Gmina Dzierzgoń is an urban-rural gmina (administrative district) in Sztum County, Pomeranian Voivodeship, in northern Poland. Its seat is the town of Dzierzgoń, which lies approximately 21 km east of Sztum and 68 km south-east of the regional capital Gdańsk.

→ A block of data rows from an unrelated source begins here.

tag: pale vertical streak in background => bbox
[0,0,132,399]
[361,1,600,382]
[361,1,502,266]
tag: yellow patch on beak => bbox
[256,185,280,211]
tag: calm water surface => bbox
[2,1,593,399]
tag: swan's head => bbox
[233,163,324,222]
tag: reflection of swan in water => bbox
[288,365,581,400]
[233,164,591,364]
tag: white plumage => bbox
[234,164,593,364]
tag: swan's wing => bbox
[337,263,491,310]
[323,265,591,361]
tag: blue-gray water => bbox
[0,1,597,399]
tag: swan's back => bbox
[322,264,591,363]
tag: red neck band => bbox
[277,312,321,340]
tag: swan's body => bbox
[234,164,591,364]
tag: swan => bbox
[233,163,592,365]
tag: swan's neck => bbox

The gmina covers an area of 131.4 km2, and as of 2006 its total population is 9,533 (out of which the population of Dzierzgoń amounts to 5,630, and the population of the rural part of the gmina is 3,903).

==Villages==
Apart from the town of Dzierzgoń, Gmina Dzierzgoń contains the villages and settlements of Ankamaty, Bągart, Blunaki, Bruk, Budzisz, Chartowo, Chojty, Jasna, Jeziorno, Judyty, Kamienna Góra, Kuksy, Lisi Las, Litewki, Minięta, Morany, Nowa Karczma, Nowiec, Nowiny, Pachoły, Pawłowo, Piaski Sztumskie, Poliksy, Prakwice, Spalonki, Stanówko, Stanowo, Stara Wieś, Tywęzy and Żuławka Sztumska.

==Neighbouring gminas==
Gmina Dzierzgoń is bordered by the gminas of Markusy, Mikołajki Pomorskie, Rychliki, Stare Pole, Stary Dzierzgoń and Stary Targ.